1. **Verify Compatibility:**
- Ensure that all components, including ESXi hosts, NSX-V, vCenter, and physical infrastructure, are on the VMware Compatibility Guide for your specific versions. Incompatible hardware or software versions can lead to unexpected issues.

2. **Collect Logs and Diagnostics:**
- When the issue occurs, collect logs and diagnostics from the affected Edge Gateway VM and the corresponding ESXi host. Analyzing these logs can provide insights into what's happening at the time of the hang.

3. **Review Edge Gateway Configuration:**
- Verify the configuration of the affected Edge Gateway VMs. Pay attention to firewall rules, routing, NAT, and any custom configurations. Ensure that they align with your network design and requirements.

4. **Monitor Resource Utilization:**
- Monitor the resource utilization (CPU, memory, and network) on the affected ESXi host and Edge Gateway VMs. High resource utilization can lead to performance issues and hangs.

5. **Check for Network Issues:**
- Examine the physical network infrastructure for any potential problems such as packet loss, congestion, or switch issues. Ensure that the network configuration on vCenter-A matches vCenter-B.

6. **Review VMware KB Articles:**
- Search VMware's Knowledge Base for any known issues or solutions related to NSX-V Edge Gateway hangs for your specific version. VMware often publishes articles with troubleshooting steps and fixes for common issues.

7. **Check for ESXi Host Isolation:**
- Ensure that the ESXi hosts where Edge Gateway VMs are running are not experiencing isolation events or network issues. Host isolation can lead to communication problems.

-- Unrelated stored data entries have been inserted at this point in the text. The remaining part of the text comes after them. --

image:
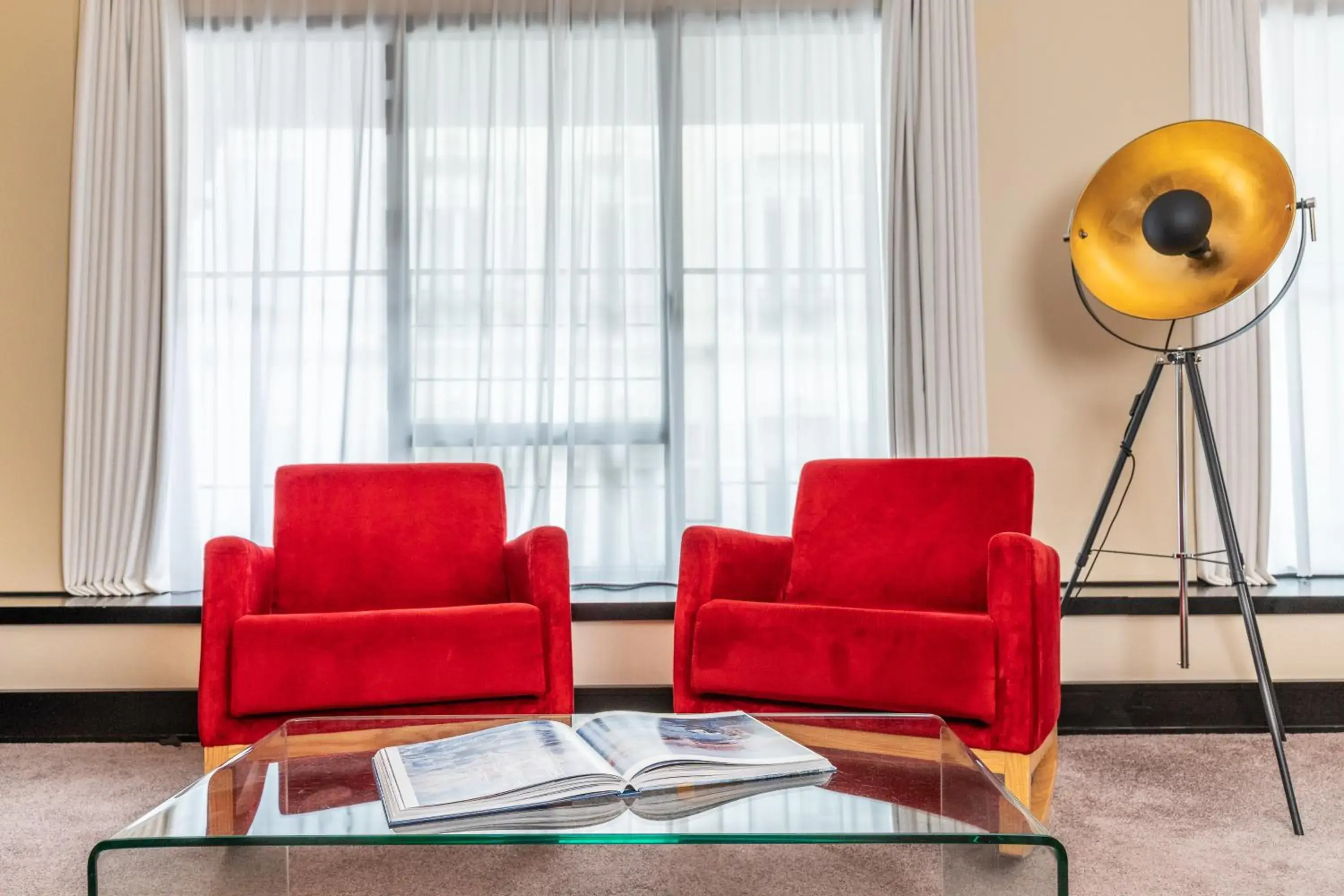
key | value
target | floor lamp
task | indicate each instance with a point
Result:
(1176, 224)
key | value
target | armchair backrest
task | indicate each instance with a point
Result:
(905, 534)
(382, 536)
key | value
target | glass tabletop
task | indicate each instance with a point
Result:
(900, 780)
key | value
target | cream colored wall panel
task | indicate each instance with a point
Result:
(120, 657)
(623, 653)
(1300, 648)
(1062, 84)
(37, 131)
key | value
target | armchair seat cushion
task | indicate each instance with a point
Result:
(311, 661)
(863, 659)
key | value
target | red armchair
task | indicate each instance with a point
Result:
(908, 586)
(390, 591)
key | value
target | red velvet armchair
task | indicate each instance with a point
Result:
(390, 591)
(908, 586)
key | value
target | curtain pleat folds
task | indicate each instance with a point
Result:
(1225, 82)
(116, 304)
(933, 229)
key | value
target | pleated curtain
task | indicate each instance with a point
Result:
(1225, 82)
(1303, 76)
(932, 190)
(116, 303)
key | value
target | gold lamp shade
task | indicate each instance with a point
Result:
(1249, 189)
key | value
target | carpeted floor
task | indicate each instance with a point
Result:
(1143, 816)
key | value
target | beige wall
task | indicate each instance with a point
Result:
(1062, 85)
(37, 108)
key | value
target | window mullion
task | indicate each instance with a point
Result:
(668, 37)
(398, 254)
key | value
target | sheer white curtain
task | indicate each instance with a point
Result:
(631, 254)
(1225, 82)
(1303, 64)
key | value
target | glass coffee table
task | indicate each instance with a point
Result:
(909, 804)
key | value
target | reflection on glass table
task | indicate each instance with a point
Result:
(898, 780)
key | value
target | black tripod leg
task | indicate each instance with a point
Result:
(1236, 564)
(1244, 595)
(1127, 445)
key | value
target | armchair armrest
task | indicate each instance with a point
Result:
(240, 581)
(722, 563)
(1023, 590)
(537, 569)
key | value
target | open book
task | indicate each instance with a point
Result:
(543, 763)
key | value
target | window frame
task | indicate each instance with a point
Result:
(405, 433)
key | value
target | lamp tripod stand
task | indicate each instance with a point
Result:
(1185, 363)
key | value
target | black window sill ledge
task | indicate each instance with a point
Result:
(1322, 595)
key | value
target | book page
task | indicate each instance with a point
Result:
(491, 762)
(632, 742)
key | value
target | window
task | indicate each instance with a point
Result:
(1303, 72)
(633, 261)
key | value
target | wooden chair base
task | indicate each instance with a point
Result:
(1030, 778)
(215, 757)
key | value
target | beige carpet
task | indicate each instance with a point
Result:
(1140, 816)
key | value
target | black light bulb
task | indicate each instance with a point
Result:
(1178, 222)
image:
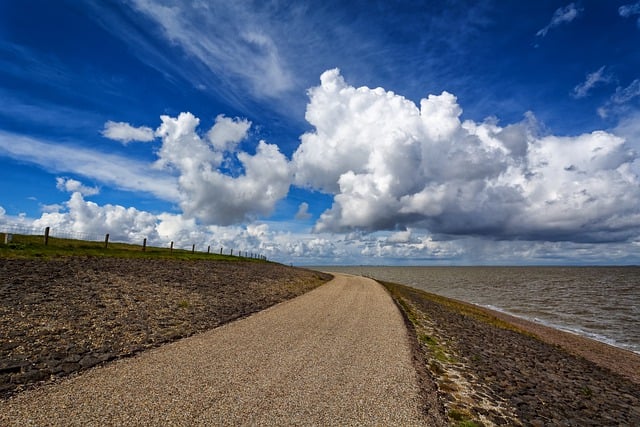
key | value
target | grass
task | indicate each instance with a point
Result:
(25, 246)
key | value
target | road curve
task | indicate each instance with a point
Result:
(338, 355)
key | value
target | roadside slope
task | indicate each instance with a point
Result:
(336, 355)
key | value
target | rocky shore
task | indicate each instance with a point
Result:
(62, 316)
(490, 369)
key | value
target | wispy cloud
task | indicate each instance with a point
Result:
(125, 133)
(225, 37)
(117, 171)
(560, 16)
(591, 81)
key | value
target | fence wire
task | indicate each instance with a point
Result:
(60, 233)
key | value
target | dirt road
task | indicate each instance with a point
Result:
(337, 355)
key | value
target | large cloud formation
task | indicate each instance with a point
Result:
(219, 184)
(391, 165)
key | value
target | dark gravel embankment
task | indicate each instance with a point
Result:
(494, 373)
(62, 316)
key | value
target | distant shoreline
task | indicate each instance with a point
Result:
(500, 369)
(492, 300)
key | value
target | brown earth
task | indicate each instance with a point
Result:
(338, 355)
(62, 316)
(493, 369)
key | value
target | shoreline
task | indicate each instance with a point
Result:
(491, 368)
(507, 289)
(568, 329)
(606, 355)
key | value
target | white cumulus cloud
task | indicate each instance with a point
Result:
(562, 15)
(393, 165)
(125, 133)
(72, 186)
(217, 186)
(629, 10)
(303, 211)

8. **Check for VMware Tools and ESXi Updates:**
- Ensure that VMware Tools inside the VMs and ESXi hosts are up-to-date. Outdated or incompatible versions can lead to communication issues.

9. **Consider NSX-V Version Compatibility:**
- While you mentioned upgrading NSX on vCenter-A, ensure that NSX-V version 6.4.14 is fully compatible with your vCenter and ESXi versions.

10. **Engage VMware Support:**
- If the issue persists and you can't identify the root cause, consider opening a support case with VMware. They have the expertise and tools to diagnose and resolve complex issues.

11. **Performance Monitoring:**
- Implement performance monitoring and alerting for your NSX-V environment. Tools like vRealize Operations Manager can help you proactively detect performance issues.

12. **HA and Fault Tolerance:**
- Consider enabling High Availability (HA) and Fault Tolerance (FT) for critical VMs, including Edge Gateway VMs, to provide redundancy and minimize downtime in case of issues.

13. **Regular Maintenance:**
- Schedule regular maintenance windows to perform updates and patches on your VMware infrastructure components. This can help ensure that you have the latest bug fixes and security updates.

Given the complexity of your environment and the intermittent nature of the issue, it's essential to thoroughly investigate each potential cause and monitor the situation closely. VMware support may be your best resource for diagnosing and resolving this issue, especially if it's specific to vCenter-A and not reproducible on vCenter-B.